As a hypothetical example, let’s say you need to choose an algorithm to find an object in a collection with `n` elements. Let’s assume we find 3 algorithms:

• One performing the search in O(1), meaning that the larger our number of elements `n` in the collection, the performance of our search algorithm won’t be affected (the performance remains constant).

• A second algorithm performing the search in O(n), which means that as our number of elements `n` grows, the performance of our algorithm degrades at a linear rate with the number of elements.

• A third algorithm performing the search in O(n2), meaning that as our number of elements `n` grows, the performance of the algorithm degrades at a quadratic rate.

This type of comparison allows us to identify the best algorithm in terms of performance. In our hypothetical example we should choose the algorithm with O(1) performance.

## Performance characteristics - `ArrayList`

As defined in the documentation for ArrayList, the following table summarizes the performance of common operations:

Operations Performance

`size`, `isEmpty`, `get`, `set`

O(1)

`add`, `remove`

O(1) (see below)

`add`, `remove`, `indexOf`, `contains`

O(n)

The `add` and `remove` operations run in O(1) if we’re adding/removing elements at/from the end of the list. If we’re adding/removing elements anywhere else, the performance becomes O(n) as all other elements in the array need to be shifted.

For example, if you add an element at the beginning of the list (index 0), all the existent elements need to be moved one position to the right before we can insert the new element.

## Analysing the `add(E element)` method

 This doesn’t intend to be a performance analysis of the `add` method, but instead a high level view into its behaviour under 2 different scenarios.

One of 2 cases can happen when we invoke `add(E element)` in an `ArrayList`:

1) If we have enough `capacity`, this means, if our array still has space to store a new element. In this case the element is added as the next element in our list.
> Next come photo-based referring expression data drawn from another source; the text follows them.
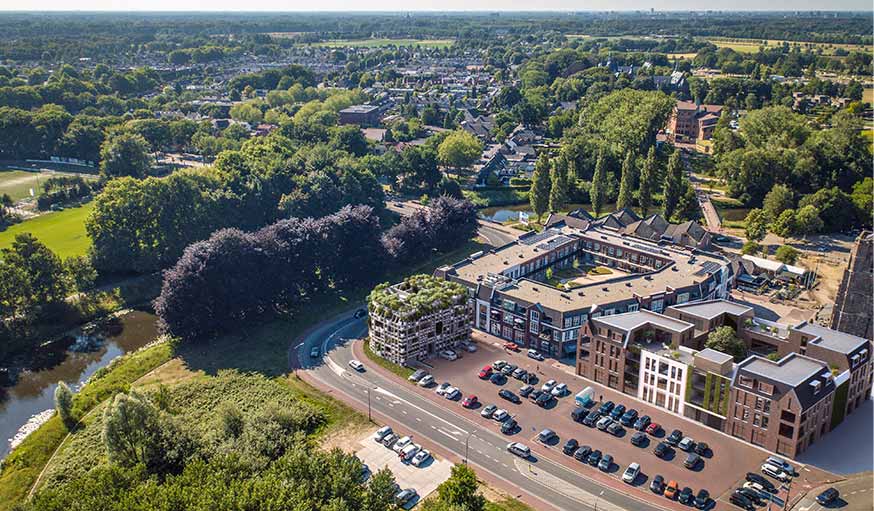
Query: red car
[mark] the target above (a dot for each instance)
(485, 372)
(470, 401)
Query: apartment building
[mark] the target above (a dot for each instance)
(417, 318)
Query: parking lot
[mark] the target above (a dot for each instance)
(722, 468)
(424, 478)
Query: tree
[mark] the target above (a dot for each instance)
(126, 154)
(647, 175)
(626, 183)
(541, 186)
(724, 340)
(598, 190)
(459, 150)
(64, 404)
(787, 254)
(558, 191)
(756, 225)
(807, 220)
(673, 187)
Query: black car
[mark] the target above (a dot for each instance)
(740, 500)
(686, 496)
(638, 438)
(657, 485)
(702, 499)
(827, 497)
(617, 412)
(594, 457)
(582, 454)
(642, 422)
(661, 450)
(628, 418)
(675, 437)
(509, 426)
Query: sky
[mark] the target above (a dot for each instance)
(427, 5)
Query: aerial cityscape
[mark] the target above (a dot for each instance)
(467, 257)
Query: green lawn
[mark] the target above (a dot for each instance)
(62, 231)
(376, 43)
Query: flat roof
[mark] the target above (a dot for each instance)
(713, 308)
(632, 320)
(793, 369)
(832, 339)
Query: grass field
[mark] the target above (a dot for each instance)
(17, 183)
(63, 231)
(376, 43)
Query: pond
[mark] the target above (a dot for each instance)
(34, 391)
(502, 214)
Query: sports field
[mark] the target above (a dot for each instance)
(62, 231)
(376, 43)
(18, 183)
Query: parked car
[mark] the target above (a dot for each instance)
(420, 457)
(702, 500)
(546, 436)
(519, 449)
(692, 461)
(582, 454)
(509, 426)
(381, 433)
(661, 450)
(631, 473)
(642, 422)
(686, 496)
(488, 411)
(628, 418)
(827, 497)
(657, 485)
(686, 444)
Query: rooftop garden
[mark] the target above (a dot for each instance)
(416, 296)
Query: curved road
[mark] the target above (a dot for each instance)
(409, 412)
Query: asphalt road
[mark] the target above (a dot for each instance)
(410, 413)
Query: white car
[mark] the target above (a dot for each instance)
(408, 452)
(559, 390)
(631, 472)
(400, 444)
(420, 457)
(442, 388)
(381, 433)
(518, 449)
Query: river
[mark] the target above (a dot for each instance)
(34, 391)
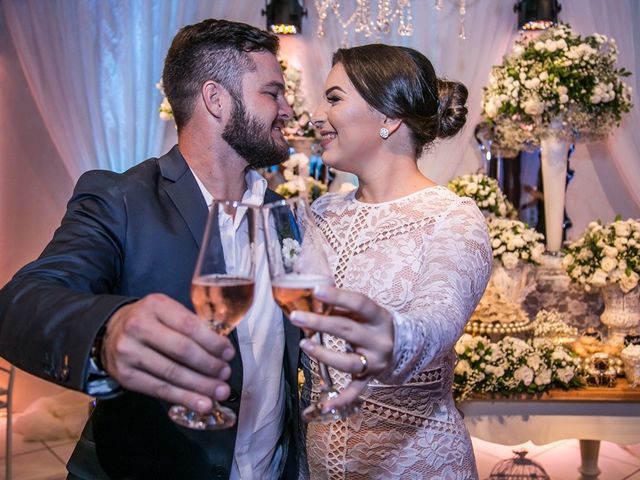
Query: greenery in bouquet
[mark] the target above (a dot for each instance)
(549, 324)
(606, 255)
(300, 125)
(485, 191)
(298, 181)
(512, 366)
(512, 242)
(558, 80)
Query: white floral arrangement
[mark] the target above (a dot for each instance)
(606, 255)
(290, 251)
(630, 355)
(299, 125)
(512, 242)
(549, 324)
(556, 80)
(512, 366)
(298, 181)
(486, 192)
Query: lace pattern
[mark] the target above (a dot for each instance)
(427, 259)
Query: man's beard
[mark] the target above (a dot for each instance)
(252, 140)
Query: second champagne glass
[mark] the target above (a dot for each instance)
(298, 264)
(222, 289)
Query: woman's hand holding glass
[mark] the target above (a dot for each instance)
(298, 265)
(364, 324)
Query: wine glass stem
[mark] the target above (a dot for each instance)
(324, 370)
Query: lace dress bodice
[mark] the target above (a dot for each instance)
(426, 258)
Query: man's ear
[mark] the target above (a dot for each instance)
(213, 95)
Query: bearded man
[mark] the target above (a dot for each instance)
(106, 310)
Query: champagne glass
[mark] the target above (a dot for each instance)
(222, 289)
(297, 264)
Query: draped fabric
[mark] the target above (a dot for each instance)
(90, 69)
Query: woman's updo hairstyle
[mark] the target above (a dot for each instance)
(401, 83)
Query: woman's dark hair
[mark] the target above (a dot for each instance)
(401, 83)
(210, 50)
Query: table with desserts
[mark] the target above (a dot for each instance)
(591, 414)
(608, 412)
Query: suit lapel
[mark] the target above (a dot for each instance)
(184, 192)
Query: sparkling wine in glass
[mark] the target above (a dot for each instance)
(297, 256)
(222, 289)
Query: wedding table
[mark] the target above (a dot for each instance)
(591, 414)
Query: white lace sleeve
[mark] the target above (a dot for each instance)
(456, 270)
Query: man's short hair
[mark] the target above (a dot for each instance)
(210, 50)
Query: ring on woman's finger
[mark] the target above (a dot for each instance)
(365, 368)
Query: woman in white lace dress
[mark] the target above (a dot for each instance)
(411, 260)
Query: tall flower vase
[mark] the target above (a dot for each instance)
(621, 312)
(553, 161)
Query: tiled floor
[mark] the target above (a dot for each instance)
(46, 460)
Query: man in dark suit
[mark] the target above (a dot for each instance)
(105, 309)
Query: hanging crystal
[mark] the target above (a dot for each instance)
(463, 11)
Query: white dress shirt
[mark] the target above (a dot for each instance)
(261, 342)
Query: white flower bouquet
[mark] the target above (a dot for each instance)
(485, 191)
(512, 366)
(606, 255)
(631, 357)
(297, 179)
(549, 324)
(512, 242)
(557, 76)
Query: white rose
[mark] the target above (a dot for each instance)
(534, 361)
(567, 260)
(543, 377)
(607, 264)
(628, 283)
(517, 50)
(599, 278)
(533, 107)
(510, 260)
(463, 368)
(622, 229)
(565, 374)
(524, 374)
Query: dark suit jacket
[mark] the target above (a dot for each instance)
(124, 236)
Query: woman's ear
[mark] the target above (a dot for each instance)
(391, 124)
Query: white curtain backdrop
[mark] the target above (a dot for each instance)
(90, 68)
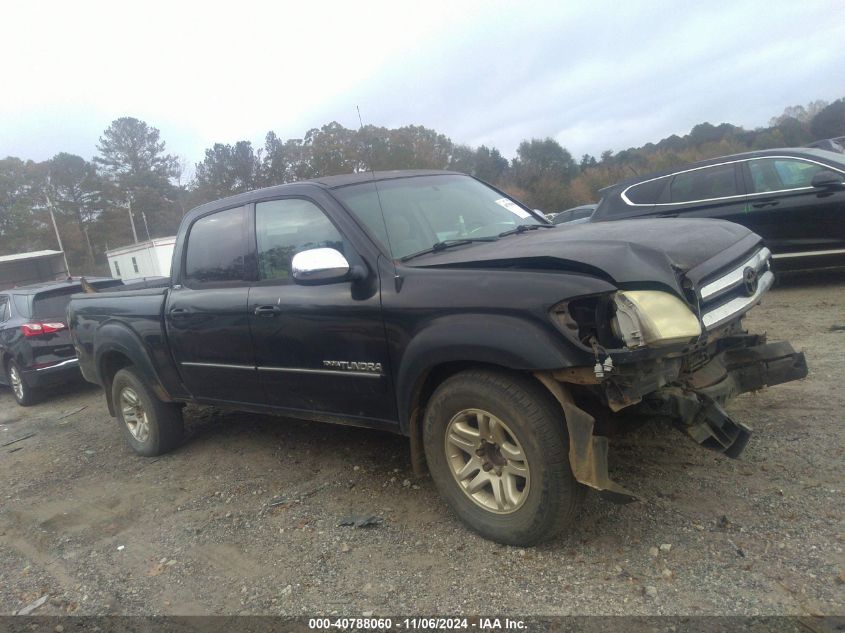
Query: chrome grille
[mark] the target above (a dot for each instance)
(736, 291)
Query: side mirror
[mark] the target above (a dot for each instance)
(825, 179)
(319, 266)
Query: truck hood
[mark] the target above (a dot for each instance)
(625, 252)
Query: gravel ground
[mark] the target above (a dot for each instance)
(99, 530)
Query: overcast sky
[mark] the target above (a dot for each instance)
(594, 75)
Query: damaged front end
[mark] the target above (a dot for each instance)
(657, 356)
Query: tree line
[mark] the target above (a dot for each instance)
(133, 189)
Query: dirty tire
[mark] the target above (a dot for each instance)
(151, 427)
(24, 394)
(535, 421)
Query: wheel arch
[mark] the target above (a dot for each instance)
(118, 348)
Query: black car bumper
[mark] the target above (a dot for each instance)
(52, 374)
(695, 405)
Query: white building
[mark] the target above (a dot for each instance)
(144, 259)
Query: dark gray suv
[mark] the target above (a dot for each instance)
(793, 198)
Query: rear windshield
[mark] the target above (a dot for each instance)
(53, 303)
(648, 192)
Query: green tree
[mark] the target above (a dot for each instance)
(75, 190)
(21, 229)
(285, 161)
(490, 165)
(830, 122)
(544, 168)
(228, 169)
(132, 158)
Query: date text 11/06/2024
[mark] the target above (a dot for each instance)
(418, 624)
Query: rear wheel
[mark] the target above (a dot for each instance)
(151, 427)
(24, 394)
(497, 450)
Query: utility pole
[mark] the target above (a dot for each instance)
(90, 250)
(132, 219)
(56, 228)
(146, 226)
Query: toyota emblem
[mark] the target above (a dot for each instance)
(749, 280)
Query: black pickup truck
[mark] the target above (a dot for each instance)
(430, 304)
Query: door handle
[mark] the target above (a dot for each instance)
(765, 203)
(268, 311)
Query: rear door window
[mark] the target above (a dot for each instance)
(778, 174)
(708, 183)
(217, 248)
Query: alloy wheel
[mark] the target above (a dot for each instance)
(17, 381)
(487, 461)
(134, 414)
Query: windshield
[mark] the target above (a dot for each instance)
(422, 211)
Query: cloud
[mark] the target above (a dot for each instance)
(594, 76)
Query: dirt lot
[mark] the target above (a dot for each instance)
(100, 530)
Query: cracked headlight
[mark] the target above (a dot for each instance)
(651, 317)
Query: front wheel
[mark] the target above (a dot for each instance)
(151, 427)
(497, 450)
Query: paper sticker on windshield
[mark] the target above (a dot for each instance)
(514, 208)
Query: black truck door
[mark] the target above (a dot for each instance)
(207, 319)
(320, 349)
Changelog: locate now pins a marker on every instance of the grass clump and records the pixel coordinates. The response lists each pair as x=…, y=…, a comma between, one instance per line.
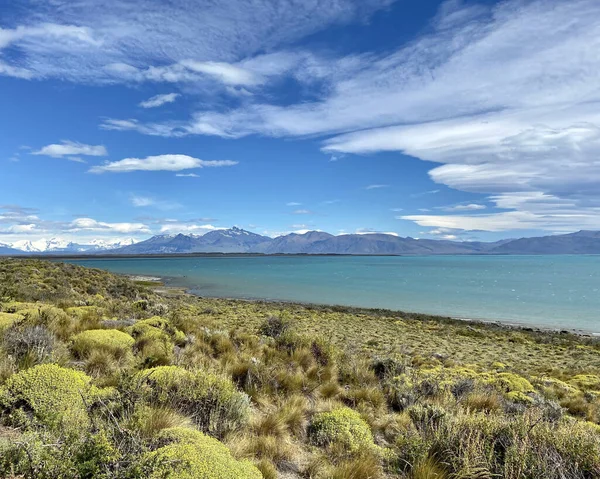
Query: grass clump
x=210, y=400
x=109, y=341
x=300, y=391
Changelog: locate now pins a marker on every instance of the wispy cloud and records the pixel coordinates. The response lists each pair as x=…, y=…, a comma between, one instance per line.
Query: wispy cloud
x=188, y=228
x=159, y=163
x=464, y=207
x=122, y=40
x=71, y=150
x=472, y=95
x=159, y=100
x=89, y=224
x=372, y=231
x=141, y=201
x=425, y=193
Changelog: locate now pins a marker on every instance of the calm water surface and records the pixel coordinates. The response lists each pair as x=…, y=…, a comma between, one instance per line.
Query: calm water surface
x=550, y=291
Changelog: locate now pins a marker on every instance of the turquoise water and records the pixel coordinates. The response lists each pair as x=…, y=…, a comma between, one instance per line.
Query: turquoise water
x=548, y=291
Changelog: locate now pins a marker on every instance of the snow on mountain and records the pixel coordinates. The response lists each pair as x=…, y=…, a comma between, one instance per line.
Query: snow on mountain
x=59, y=245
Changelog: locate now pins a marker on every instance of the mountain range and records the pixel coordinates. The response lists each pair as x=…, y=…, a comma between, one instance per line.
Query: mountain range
x=236, y=240
x=60, y=246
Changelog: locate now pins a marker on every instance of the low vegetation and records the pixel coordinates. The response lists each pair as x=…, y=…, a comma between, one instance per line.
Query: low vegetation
x=101, y=377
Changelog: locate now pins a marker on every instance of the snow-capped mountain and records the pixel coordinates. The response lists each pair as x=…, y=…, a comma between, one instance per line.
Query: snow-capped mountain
x=59, y=245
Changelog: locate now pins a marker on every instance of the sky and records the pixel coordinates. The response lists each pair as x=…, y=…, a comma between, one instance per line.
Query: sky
x=463, y=120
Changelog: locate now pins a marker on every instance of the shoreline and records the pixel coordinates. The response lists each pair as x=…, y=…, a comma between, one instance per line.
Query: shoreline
x=163, y=285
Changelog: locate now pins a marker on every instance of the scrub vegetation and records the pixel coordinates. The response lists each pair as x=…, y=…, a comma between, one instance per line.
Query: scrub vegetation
x=102, y=377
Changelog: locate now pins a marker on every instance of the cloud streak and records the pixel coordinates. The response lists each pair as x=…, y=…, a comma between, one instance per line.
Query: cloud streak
x=70, y=148
x=159, y=163
x=159, y=100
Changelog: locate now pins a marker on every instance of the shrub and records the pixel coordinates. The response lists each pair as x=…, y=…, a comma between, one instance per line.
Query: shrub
x=275, y=326
x=111, y=341
x=156, y=328
x=29, y=344
x=8, y=319
x=212, y=401
x=427, y=418
x=509, y=382
x=342, y=427
x=55, y=396
x=586, y=381
x=189, y=454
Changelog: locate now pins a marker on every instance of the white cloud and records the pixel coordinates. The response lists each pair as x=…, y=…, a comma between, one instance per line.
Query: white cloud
x=89, y=224
x=473, y=95
x=371, y=231
x=159, y=163
x=159, y=100
x=188, y=228
x=70, y=148
x=465, y=207
x=51, y=34
x=141, y=201
x=115, y=40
For example, let’s assume our `numbers` list above has a `capacity` of 4 and we invoke:

``numbers.add(40);``

Then the following would happen:

Here, the `add` operation didn’t depend on the size of the list, for example, we didn’t have to move/copy elements around. In this case, our operation is O(1).

2) Now, if our `ArrayList` has already reached its `capacity` limit, meaning that the length of the array and the `size` of the list have the same value, the `ArrayList` first needs to increase the capacity before being able to insert the new element.

For example, if we do:

``numbers.add(50);``

the `ArrayList` will create a new internal array with more capacity than the one we currently have, copy over all the elements into the new array and then insert the element at the end as we’d do in the first case.

How much the internal array will grow is not specified in the API and is an implementation detail. In our example, we’re assuming the new internal array has capacity to store 6 elements in total.

Here, the `add` operation had to copy `n` elements (the size of the array) into a larger array, hence, in this particular case our operation was O(n).

When analysing this type of scenarios, most data structures will mention their amortized cost, for the case of the `add` method in `ArrayList`, it is O(1) as this second case doesn’t happen regularly.